Tuesday, March 11, 2014




Luciano Maggiore - Onagro

Gunnar Lettow/Gregory Büttner - Flakes

Amptext - Seeds of Erasure

This trio of 3" releases from 1000füssler arrived together and, though doubtless not intended this way, their relative (by no means great) self-similarity makes it difficult not to hear them as a kind of a suite, and an excellent one at that, all three being very enjoyable.

Maggiore's "Onagro" consists of six brief pieces comprised of field recordings, though sounding more like amplifications inside a burning Cd player, all delicate crackles, sometimes with regular iterations as of some mechanical revolutions, but also sounding as though embedded in a wider atmosphere, a haze of just discernible noises in the background. Wonderful stereophony in play here; situating one's ears between speakers is a giddy joy.

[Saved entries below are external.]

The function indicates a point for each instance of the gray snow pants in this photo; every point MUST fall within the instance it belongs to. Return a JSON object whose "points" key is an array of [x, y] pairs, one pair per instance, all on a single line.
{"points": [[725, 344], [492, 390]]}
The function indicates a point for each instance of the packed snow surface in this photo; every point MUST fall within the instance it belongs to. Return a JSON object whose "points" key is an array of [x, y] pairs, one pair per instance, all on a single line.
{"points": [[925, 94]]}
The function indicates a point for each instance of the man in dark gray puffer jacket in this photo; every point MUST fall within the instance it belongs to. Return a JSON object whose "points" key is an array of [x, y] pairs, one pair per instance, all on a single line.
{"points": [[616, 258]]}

The sounds vary in timbre--lower knocking ones, hollow ping-pongy ones--but the activity level is similar, active but very natural sounding, as some highly mic'd goings on in a garden, though perhaps an artificial one. Fascinating, capable of being listened to over and over.

"Flakes", two tracks from Lettow and Büttner, almost seems like a fuller, denser variation on "Onagro", although entirely unrelated. Fashioned with multiple objects and instruments, including fans, the listener is once more plunged into a quite palpable sound-world, a-boil with movement, one's ears caroming inside a more closed area, the noises a bit more oppressive. Growls, thrums, deep ratcheting--a general sense of darkness prevails, especially in the first cut, "Greyish". The other, "Ocher", is just barely lighter, airier, still twittering with all sorts of vaguely malevolent creatures. Rough and tumble, as harsh as need be, brooding and altogether fine.

Amptext is cellist Gary Rouzer's affair and this imaginary suite full circle, quite beautifully. He also uses a set of fans (air conditioner variety) for the first piece, recorded and set through a complicated series of transformations, including a final recording of four other recordings played at staggered start times. However arrived at, the result is pretty stunning, an expanse of hisses, wheezes, squeaks, rumbles and the odd roar that's totally enveloping, somehow evoking the natural world and its fauna. The title cut involves placing two unrelated pieces side by side and then "erasing sections to expose any narrative flow that might be hidden". I like that idea...The cello is more prominent here (I think it appears on the first piece, unless there are some cello-like fans) heard against an abstract slate of rubbings and soft abrasions, emerging and disappearing. Another excellent work.

Had I to choose, the Amptext would be my pick, but each is very fine. Why not collect the set?